The implicit equation of a circle (centred on j) is: (x-xj)2+ (y-yj)2- r2= 0.
On drawing a circle
How do you, I or Giotto draw a circle? How its circularity stored in the mind – by its appearance, by its formula, by the algorithm used to construct it? A circle could be thought of either statically or dynamically, as a concatenation of all positions in one plane which are the same distance from a single point or as an arc sweeping before your eyes. In the first incarnation it is matched by a mathematical template, in the second by a turn of the wrist.
When fingers and wrist combine to take a line on a slow, looping journey there is constant feedback from eye to hand, correcting incrementally against a mental model. On a rapid circumscription it seems to be habit, burnt into the nerves and muscles, that drives the action. Of course in the context of objective drawing the mark not only has its own identity but also stands for something in the outside world. The significance is that a circle is more than its shape, it embodies a concept. It hints of containment, harbours dreams of perfection, reminds of heads, suns and apples. This reference to the world outside the drawing, whether tacit or explicit, ties the experience of the observer to that of the mark's creator and the mark may need to carry evidence of humanity to establish the link convincingly.

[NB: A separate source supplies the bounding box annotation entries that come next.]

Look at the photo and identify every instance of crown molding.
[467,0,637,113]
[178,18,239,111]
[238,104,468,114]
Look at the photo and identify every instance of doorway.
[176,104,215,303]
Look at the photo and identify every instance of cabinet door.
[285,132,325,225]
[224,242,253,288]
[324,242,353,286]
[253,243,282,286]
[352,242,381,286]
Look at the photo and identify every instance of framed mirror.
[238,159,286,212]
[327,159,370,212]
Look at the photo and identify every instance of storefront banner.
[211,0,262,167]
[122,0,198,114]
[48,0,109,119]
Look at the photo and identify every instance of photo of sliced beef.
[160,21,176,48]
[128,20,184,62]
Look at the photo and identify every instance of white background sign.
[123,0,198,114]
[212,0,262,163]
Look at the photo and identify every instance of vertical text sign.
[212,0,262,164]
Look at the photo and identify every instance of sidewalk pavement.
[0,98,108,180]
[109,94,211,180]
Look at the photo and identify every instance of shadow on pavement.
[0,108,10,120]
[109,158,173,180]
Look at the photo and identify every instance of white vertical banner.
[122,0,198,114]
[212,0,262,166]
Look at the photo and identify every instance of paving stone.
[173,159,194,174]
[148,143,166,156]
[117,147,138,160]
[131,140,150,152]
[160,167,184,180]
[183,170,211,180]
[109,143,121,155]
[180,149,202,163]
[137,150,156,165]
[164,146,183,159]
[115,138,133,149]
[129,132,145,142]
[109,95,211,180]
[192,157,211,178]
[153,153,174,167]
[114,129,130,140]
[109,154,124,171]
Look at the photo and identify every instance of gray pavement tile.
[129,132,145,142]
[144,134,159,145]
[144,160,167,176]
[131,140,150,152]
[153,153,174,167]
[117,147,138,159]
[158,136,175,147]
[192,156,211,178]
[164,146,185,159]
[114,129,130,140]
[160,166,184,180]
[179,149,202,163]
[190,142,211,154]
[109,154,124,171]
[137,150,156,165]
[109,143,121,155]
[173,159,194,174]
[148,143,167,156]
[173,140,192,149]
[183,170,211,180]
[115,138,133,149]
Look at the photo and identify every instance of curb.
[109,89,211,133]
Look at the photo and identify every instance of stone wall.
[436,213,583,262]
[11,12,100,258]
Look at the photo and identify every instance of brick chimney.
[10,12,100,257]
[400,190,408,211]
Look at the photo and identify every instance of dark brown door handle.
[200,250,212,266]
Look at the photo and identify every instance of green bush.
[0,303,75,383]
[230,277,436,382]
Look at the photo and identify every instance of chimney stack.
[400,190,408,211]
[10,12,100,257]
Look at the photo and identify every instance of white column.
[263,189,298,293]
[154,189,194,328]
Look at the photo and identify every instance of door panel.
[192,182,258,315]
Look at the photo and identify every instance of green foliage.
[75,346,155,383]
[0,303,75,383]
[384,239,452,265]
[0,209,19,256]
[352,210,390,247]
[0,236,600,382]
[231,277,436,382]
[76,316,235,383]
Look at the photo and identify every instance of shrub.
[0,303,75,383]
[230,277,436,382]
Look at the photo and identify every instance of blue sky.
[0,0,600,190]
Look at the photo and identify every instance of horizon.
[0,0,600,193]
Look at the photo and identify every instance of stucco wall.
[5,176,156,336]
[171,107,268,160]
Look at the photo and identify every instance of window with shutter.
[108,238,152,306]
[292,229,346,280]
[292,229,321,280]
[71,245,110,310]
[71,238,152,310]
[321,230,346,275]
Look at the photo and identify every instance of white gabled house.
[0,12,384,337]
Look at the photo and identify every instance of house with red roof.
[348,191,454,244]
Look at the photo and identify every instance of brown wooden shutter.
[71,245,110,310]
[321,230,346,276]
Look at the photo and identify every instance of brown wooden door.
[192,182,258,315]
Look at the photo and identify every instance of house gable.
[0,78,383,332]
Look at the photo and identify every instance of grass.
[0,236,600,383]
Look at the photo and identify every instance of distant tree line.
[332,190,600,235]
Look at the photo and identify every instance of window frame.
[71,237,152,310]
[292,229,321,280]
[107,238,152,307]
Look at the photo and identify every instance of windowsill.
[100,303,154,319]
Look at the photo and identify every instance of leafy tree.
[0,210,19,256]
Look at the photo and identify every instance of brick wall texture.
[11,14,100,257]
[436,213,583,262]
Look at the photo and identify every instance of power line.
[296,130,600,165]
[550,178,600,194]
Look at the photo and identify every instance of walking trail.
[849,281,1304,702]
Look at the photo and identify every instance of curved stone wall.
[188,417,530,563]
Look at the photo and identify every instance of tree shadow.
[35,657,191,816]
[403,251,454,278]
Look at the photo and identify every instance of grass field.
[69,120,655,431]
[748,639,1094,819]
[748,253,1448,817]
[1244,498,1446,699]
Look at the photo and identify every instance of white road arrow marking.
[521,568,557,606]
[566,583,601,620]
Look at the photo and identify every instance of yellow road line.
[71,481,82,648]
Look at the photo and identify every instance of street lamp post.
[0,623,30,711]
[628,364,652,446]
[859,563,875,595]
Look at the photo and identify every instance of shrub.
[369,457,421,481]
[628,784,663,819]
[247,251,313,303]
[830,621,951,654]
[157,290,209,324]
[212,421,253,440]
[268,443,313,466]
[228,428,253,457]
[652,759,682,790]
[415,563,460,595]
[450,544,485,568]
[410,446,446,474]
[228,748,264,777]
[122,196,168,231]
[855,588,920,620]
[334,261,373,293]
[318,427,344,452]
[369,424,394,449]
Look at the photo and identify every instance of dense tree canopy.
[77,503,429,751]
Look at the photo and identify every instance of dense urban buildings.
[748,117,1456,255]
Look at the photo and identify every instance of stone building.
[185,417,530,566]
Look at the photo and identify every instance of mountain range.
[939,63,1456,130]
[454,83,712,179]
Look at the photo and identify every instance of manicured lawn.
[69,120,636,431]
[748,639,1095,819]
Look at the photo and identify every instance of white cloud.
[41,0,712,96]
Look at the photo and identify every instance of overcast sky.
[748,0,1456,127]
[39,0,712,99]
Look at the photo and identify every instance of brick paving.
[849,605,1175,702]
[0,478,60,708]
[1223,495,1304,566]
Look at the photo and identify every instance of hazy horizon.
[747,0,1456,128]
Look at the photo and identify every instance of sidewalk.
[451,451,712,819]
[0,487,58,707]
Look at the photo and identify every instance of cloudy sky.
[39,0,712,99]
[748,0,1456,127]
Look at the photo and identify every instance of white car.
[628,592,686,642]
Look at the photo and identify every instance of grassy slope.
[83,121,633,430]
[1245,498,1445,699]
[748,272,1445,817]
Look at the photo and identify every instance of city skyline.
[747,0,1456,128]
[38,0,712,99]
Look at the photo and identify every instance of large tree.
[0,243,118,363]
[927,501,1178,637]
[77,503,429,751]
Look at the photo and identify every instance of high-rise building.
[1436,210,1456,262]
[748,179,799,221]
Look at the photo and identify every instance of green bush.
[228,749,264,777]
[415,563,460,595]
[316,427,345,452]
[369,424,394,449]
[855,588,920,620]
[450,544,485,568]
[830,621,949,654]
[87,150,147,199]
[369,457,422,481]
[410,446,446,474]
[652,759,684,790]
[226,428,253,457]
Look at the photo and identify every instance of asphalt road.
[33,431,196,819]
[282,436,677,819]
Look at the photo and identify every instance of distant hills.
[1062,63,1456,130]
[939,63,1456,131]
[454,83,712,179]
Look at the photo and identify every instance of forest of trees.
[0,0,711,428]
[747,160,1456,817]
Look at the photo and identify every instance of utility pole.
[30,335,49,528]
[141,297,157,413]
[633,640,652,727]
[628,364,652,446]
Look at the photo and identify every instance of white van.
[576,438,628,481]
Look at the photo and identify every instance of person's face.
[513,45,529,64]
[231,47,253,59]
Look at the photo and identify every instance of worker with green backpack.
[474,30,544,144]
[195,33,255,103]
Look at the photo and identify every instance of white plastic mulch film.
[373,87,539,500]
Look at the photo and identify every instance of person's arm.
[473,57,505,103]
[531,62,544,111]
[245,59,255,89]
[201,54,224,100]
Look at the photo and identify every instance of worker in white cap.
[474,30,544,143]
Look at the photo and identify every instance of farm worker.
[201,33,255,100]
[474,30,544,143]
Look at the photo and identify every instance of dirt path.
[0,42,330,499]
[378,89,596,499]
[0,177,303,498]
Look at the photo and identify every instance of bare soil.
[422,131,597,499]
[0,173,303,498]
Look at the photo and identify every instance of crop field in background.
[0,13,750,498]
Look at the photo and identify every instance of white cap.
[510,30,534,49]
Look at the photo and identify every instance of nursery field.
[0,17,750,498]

Making marks, externalising and looking are vital parts of an artist's process. They are clearly linked to one another but also create a conduit through which ideas flow back and forth between artist, subject and image. It is through the process of making and refining marks to stand for the subject that the artist comes to a better understanding of the subject – its form, its weight, its articulation, its occupation of space, its place in the world, its circularity.
Poles apart
As I have commented in the introduction to this book, there is an undeniable frisson about juxtaposing the words 'art' and 'computer' since they stand at the gateways of seemingly opposite worlds, guardians of opposite values and standards. Their juxtaposition calls into dispute embedded notions about art, about creativity, about consciousness and thus about the human condition. Their union provokes questions about new aesthetics, new directions and new destinations.
Within the domain of art the immediacy and directness of objective drawing arguably renders it the subset of the discipline which has the narrowest gap between encounter and corresponding mark; the medium where artist, subject and image are closest. As such a knowing distinction between the stamp of man or machine could play an overbearing role in emotional response to an image. Negroponte comments that 'computers and art can bring out the worst in each other when they first meet. One reason is that the signature of the machine can be too strong.' Neither is idiosyncrasy normally an intended feature of machines.
Local context can also be an issue, both in production and viewing, which separates traditional media from digital. The archetypal life drawing studio, stained by generations of use and redolent both of its own history and that of its subject, provides a very different working environment from that surrounding the average computer workstation. Similarly, viewing an image on the wall of an art gallery provides a very different physical and cultural experience to that of staring at a computer screen, even when the computer itself is displayed in a gallery.
Dislocations
Traditional coordinations are revised when drawing with a computer. Whilst the hand typically toils in a horizontal plane, the results of its efforts are output to a normally vertical screen and with a delay lasting from imperceptible to worrying according to the type of mark being made and the speed of the system.
The tools available in a computer paint system largely imitate those available for traditional mark-making. The value of this imitation is the apparent familiarity the user has with the new tools – there seems little to learn. The problem with this imitation is the apparent familiarity the user has with the new tools – the fundamental differences are overlooked. The computer provides a new set of relationships for the artist between tool and mark, relationships which modify, distort or destroy much of the feedback which drives traditional drawing.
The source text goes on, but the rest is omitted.